Three Mile Island, a nuclear power generating station in Pennsylvania, is notorious for its partial meltdown in 1979. This incident allegedly caused no illness or harm to surrounding communities, but several reports have showed otherwise. There are two units on the site, TMI-1 and TMI-2. The 1979 incident occurred at the reactor at TMI-2, and it had its reactor core removed from the site–but it has not been decommissioned. TMI-1, the other reactor onsite has suffered a few problems, but as of January 2010, is online and fully functional.
TMI-2, the reactor that famously experienced a partial core meltdown in 1979, has been permanently shut down. Though the surrounding counties voted by a margin of 3:1 against it, the other reactor, TMI-1, remained in operation and is still in use today.
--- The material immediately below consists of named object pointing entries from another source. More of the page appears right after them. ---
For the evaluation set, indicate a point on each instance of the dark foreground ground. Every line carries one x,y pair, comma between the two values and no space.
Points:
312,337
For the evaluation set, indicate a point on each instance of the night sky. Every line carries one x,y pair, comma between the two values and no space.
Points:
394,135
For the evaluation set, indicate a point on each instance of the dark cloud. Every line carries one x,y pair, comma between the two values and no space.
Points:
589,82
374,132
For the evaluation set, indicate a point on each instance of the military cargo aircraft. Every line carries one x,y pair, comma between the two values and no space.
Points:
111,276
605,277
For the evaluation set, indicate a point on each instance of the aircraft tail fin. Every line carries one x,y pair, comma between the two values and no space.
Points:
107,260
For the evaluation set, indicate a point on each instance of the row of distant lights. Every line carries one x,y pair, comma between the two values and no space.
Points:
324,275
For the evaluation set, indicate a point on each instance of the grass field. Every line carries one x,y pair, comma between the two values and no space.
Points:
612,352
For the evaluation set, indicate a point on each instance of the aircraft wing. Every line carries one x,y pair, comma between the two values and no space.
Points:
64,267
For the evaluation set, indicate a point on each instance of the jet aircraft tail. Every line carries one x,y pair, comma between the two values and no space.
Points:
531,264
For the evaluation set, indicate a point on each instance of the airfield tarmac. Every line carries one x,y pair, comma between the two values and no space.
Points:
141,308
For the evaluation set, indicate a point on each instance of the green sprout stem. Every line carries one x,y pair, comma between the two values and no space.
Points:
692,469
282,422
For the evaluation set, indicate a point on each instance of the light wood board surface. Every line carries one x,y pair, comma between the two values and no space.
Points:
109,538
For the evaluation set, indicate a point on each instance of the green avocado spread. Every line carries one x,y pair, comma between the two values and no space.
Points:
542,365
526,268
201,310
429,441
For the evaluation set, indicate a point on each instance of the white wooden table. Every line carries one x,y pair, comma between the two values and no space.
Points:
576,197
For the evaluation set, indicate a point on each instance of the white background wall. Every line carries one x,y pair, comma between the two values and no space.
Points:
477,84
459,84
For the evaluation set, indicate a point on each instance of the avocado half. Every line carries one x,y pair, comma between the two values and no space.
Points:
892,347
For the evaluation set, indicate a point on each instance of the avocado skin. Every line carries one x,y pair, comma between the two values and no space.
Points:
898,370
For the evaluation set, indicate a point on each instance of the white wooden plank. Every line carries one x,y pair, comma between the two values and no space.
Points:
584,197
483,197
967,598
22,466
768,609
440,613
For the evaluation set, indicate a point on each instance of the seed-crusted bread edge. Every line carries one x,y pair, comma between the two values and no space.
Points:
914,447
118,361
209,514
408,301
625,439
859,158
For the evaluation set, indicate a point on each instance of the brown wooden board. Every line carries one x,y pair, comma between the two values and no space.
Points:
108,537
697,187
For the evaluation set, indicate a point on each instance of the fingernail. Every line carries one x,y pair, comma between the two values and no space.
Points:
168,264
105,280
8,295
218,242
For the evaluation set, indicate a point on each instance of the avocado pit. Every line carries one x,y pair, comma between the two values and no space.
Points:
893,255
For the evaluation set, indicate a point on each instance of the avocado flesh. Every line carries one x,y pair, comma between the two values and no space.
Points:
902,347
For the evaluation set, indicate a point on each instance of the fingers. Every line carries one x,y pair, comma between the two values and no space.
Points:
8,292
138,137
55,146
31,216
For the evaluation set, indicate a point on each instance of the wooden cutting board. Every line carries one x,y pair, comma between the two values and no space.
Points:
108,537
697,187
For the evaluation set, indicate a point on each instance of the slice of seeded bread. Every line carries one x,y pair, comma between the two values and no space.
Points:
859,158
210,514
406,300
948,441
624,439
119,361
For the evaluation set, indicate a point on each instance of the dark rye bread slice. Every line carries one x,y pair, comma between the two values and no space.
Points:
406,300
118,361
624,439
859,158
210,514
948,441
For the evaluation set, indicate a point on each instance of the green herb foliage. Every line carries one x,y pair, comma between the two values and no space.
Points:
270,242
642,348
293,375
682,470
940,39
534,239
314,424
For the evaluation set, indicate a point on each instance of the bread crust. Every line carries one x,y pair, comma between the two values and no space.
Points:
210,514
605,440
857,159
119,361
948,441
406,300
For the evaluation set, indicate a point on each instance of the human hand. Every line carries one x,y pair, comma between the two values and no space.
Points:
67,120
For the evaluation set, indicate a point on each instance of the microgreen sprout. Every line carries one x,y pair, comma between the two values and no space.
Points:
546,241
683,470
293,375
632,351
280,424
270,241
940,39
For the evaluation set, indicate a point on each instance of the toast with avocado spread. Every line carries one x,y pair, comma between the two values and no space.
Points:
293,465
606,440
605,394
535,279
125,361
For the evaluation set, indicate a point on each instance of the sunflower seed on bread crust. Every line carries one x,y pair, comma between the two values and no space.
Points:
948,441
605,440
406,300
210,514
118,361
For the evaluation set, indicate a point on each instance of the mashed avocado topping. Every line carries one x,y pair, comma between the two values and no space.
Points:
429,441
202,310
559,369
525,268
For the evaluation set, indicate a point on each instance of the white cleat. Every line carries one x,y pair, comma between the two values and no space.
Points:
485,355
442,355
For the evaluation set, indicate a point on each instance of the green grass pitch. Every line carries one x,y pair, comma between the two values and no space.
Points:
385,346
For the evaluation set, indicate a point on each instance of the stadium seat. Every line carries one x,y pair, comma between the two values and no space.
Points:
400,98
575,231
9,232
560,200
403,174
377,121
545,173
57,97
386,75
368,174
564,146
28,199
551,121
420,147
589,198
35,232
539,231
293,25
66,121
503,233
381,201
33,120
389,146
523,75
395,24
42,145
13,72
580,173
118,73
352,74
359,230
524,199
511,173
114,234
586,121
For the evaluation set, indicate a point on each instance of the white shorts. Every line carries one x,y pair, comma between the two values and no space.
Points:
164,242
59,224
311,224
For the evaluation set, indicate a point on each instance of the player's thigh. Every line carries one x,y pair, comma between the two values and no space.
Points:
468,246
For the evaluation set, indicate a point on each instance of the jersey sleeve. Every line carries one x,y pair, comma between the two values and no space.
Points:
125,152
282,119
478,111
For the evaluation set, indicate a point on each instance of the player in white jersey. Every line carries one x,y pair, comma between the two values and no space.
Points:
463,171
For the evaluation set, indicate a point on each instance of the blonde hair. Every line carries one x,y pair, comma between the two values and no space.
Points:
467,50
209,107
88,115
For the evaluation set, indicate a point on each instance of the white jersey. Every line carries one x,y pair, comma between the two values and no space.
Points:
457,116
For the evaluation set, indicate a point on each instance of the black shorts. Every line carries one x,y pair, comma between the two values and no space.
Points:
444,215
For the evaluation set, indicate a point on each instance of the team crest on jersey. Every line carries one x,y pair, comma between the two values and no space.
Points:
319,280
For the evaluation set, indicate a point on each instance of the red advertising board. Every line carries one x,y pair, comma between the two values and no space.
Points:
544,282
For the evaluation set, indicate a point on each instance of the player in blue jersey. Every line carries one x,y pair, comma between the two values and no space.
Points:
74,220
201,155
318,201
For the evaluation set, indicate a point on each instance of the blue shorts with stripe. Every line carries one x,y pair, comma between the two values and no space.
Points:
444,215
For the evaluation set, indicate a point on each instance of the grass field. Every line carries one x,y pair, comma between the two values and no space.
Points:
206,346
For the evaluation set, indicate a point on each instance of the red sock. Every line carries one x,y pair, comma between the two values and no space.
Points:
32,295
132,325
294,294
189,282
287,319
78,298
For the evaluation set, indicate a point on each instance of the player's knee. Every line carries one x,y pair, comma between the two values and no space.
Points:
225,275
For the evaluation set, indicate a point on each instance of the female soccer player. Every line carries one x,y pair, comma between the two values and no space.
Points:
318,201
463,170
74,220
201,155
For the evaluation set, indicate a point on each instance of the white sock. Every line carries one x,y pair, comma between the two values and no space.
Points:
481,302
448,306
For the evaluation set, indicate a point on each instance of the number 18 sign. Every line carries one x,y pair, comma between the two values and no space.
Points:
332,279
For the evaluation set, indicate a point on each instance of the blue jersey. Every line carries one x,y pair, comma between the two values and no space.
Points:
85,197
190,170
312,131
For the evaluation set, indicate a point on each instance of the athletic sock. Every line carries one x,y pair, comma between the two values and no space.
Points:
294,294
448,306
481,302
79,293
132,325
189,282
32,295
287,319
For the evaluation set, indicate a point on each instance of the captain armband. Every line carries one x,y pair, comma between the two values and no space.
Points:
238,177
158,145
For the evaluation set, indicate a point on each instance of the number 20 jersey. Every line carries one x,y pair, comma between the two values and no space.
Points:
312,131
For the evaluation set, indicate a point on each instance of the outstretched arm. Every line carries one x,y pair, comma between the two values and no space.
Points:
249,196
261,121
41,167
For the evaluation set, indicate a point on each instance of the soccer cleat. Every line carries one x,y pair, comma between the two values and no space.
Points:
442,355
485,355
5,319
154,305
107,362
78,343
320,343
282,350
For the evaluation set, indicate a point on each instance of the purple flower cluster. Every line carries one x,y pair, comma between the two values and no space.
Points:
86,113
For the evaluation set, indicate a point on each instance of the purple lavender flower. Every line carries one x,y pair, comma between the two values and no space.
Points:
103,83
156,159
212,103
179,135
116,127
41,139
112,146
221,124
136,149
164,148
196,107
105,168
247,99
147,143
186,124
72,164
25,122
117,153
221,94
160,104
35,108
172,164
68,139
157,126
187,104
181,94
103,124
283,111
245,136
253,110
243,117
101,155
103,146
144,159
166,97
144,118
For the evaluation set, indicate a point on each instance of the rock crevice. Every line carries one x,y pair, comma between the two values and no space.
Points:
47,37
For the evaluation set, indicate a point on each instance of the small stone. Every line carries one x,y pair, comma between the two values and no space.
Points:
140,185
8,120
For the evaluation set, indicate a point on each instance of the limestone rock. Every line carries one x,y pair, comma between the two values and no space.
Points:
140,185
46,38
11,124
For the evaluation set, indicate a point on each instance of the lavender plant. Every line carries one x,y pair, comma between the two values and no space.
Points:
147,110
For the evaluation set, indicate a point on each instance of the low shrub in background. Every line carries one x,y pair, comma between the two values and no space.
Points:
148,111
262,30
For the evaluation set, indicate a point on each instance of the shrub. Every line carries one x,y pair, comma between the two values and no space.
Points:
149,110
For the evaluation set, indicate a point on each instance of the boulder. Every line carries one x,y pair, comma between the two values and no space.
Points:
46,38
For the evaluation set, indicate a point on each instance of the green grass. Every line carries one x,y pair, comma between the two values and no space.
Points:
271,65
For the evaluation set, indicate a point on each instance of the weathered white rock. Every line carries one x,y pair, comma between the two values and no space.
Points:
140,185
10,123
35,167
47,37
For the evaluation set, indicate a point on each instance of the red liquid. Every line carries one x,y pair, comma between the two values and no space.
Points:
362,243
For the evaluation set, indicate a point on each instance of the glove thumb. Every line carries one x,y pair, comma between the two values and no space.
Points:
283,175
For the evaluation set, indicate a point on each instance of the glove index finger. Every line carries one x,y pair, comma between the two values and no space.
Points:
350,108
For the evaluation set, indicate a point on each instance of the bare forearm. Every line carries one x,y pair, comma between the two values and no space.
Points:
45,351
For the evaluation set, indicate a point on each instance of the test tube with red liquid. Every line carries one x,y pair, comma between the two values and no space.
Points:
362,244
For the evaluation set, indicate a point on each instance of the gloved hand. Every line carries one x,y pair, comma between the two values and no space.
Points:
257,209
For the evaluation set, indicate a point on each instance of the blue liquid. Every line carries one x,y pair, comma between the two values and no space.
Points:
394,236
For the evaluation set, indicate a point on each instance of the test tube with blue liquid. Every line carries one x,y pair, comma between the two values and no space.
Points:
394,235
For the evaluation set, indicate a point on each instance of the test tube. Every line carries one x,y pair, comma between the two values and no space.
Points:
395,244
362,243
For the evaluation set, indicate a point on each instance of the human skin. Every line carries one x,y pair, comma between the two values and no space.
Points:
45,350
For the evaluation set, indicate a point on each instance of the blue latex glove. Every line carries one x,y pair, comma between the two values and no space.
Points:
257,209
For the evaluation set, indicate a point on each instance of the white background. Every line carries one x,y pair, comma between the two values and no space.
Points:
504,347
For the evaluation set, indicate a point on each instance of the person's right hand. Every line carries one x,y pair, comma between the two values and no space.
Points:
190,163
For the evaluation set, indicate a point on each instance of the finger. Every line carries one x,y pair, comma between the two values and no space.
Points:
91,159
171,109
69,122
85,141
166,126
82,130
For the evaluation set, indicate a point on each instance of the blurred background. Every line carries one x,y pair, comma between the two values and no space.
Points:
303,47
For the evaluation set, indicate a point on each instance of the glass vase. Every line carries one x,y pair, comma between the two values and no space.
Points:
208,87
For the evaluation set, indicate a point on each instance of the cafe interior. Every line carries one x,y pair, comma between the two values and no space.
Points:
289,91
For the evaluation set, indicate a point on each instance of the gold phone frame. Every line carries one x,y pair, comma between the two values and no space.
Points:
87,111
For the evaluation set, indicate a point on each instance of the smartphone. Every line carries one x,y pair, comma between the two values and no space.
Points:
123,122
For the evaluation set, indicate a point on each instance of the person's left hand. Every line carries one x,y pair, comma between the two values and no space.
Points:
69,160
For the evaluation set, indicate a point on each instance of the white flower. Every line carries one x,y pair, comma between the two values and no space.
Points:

In 2009, the Nuclear Regulatory Commission (NRC) extended TMI-1’s license from April 2014 to April 19, 2034.
The debate over nuclear power has been revived recently as people search for low-emission sources of energy Opponents of nuclear plants cite the accident at Three Mile Island as an example of why nuclear power is unsafe.
Three Mile Island Nuclear Plant
The owner says it will keep the facility in long-term, monitored storage until the operating license for the TMI-1 plant expires at which time both plants will be decommissioned. In 2009 the NRC granted a license extension which means the TMI-1 reactor may operate until April 19, 2034.